Le Dilettante - Mars 2012
Tags : Truand Paris Années 1990 Populaire Argotique Entre 250 et 400 pages
Publié le : 28 mai 2012
C'est toujours étrange lorsqu'à l'entame d'un roman l'auteur emprunte des itinéraires que vous connaissez par chœur. Ça donne une sorte de proximité, de complicité ; on a l'impression de marcher main dans la main, du même pas. Avec Sergueï Dounovetz, j'ai souvent cette impression ; sans doute une histoire de génération. Mais avec Kleber, le narrateur d'Odyssée Odessa, c'est plus flagrant après seulement quelques lignes. Bondy, Noisy le Sec, Pantin… des souvenirs…
Mais je ne suis pas là pour vous raconter ma vie ; c'est juste une manière de dire qu'en quelques pages j'étais accroché… Bonne pioche.
Youri, jeune voyou arrogant, adepte des entourloupes en tous genres, sort à peine de prison. Il vient de purger deux ans pour trafic de cocaïne. En liberté conditionnelle, interdit de séjour à Paris, il se fait gauler par le commissaire Mérou sur les boulevards. La guigne. D'autant que le flic lui met un drôle de marché en mains…
Youri est originaire d'Ukraine, arrivé seul en France à l'âge de quinze ans et recueilli depuis quelques années par Kleber, un truand assez habile pour échapper à la police. Soit Youri renseigne le commissaire pour faire tomber Kleber, soit c'est l'avion direct pour les plaines ukrainiennes.
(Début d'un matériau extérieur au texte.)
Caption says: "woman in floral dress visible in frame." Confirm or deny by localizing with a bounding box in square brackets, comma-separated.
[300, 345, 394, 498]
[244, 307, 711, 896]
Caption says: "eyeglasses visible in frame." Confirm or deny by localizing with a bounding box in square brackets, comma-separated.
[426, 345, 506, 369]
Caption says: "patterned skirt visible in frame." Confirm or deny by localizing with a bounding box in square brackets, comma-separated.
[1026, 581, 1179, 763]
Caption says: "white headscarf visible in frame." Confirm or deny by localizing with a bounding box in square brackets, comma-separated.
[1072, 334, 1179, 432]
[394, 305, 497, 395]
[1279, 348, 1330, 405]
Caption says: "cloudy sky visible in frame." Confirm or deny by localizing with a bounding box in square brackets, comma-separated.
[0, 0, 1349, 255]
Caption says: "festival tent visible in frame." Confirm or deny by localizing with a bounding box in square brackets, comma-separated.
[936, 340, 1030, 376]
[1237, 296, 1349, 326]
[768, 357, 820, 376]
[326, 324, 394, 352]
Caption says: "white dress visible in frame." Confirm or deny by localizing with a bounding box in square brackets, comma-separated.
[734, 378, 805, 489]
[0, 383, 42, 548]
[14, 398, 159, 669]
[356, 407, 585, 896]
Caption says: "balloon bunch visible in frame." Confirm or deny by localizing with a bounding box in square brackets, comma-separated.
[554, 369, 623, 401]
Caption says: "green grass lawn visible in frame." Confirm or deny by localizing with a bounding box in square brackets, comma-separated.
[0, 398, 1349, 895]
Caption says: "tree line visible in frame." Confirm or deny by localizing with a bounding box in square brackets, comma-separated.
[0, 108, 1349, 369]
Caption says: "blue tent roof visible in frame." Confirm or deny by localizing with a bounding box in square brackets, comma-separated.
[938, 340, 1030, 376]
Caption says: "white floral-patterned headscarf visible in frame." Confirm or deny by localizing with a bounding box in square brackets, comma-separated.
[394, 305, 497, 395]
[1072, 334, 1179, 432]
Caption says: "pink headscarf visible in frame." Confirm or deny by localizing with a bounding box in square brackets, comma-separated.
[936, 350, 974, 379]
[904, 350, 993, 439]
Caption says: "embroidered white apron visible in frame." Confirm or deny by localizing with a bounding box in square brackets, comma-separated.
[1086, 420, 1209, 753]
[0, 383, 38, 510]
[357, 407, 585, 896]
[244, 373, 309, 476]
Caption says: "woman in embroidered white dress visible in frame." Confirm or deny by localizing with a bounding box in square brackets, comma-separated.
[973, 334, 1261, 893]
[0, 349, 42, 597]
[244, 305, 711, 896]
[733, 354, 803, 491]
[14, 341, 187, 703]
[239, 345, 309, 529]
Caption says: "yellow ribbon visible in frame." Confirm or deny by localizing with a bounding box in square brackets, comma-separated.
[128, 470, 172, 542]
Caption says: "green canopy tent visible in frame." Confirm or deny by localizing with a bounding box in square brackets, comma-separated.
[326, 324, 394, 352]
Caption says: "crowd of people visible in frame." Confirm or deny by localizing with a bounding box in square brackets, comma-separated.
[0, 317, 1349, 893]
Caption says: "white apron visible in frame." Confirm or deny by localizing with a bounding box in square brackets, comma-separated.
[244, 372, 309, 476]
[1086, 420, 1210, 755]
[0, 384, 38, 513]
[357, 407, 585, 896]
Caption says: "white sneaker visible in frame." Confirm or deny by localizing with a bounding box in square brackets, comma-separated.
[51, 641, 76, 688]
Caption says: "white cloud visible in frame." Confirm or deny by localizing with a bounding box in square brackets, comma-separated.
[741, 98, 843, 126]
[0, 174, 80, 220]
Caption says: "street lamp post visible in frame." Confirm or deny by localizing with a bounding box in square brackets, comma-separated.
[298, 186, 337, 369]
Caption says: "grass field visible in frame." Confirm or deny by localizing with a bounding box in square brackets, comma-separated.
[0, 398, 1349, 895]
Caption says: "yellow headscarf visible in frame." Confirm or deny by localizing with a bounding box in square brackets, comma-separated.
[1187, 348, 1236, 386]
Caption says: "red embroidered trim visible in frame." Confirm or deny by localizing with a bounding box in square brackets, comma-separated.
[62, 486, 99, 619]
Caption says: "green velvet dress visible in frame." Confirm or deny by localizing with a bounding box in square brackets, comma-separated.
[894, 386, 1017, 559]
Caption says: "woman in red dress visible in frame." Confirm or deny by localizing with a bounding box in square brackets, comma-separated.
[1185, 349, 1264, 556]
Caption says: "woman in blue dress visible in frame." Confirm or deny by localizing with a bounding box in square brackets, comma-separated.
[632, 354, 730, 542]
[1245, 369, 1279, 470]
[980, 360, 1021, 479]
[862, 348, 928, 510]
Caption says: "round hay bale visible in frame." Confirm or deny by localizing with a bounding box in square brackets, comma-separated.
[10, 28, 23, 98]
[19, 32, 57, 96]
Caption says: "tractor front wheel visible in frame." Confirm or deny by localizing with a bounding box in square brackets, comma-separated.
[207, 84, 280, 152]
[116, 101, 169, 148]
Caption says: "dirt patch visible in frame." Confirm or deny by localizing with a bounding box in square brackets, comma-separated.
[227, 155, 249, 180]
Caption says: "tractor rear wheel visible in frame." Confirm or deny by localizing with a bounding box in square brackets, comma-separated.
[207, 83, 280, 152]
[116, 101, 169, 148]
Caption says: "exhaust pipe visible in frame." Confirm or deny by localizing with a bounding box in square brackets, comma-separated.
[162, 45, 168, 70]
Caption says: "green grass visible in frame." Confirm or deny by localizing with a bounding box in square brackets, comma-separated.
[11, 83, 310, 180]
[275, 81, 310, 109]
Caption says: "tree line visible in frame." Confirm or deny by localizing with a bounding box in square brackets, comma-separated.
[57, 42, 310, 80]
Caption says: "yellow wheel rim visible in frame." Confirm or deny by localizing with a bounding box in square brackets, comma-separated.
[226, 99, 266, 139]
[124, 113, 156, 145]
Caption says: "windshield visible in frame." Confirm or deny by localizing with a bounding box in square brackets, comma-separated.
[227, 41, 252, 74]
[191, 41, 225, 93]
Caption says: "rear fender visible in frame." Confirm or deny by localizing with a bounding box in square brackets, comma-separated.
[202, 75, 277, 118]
Youri doit tout de sa vie en France à Kleber, pourtant, pris à la gorge, il accepte le deal…
Kleber quant à lui mène sa petite vie de chef de gang — genre postiche — sous la couverture de son garage où il retape quelques antiquités automobiles. Lors de leur dernier casse dans une minable agence de banlieue, ils ont récolté une grosse somme d'argent. Mais l'affaire s'est compliquée : une caméra de surveillance qu'ils n'avaient pas remarqué a filmé la scène. Il vient de recevoir une copie sur cassette où on le voit perdre son masque et dessouder un témoin trop entreprenant. Pour Kleber, c'est la goutte d'eau… Il se fait vieux, il est temps pour lui de décrocher.
On aurait presque pu se contenter de ces deux figures de gangsters tout droit sorties des meilleurs films policiers français des années soixante ou soixante-dix — dialogues inclus — et de leurs aventures échevelées. Sergueï Donovetz choisit néanmoins de leur adjoindre à chacun une partenaire, et pas des moindre. Deux femmes sublimes…
Eva, la femme de Kleber, celle pour qui il vit, beauté fatale et mûre qui tient un salon de coiffure en banlieue. C'est d'ailleurs là que débarque Bérangère, canon eurasien envoyé par l'ANPE. Youri croisera bientôt la jeune stagiaire au sang chaud. Coup de foudre respectif.
On aurait pu se contenter de deux voyous… mais c'est à quatre que se fera l'aventure. Double plaisir. La trahison de Youri n'était bien sûr qu'un leurre ; on est au pays des bandits d'honneur et c'est donc à leurs trousses que se fait le récit. Ensemble, ils vont devoir défendre leur peau.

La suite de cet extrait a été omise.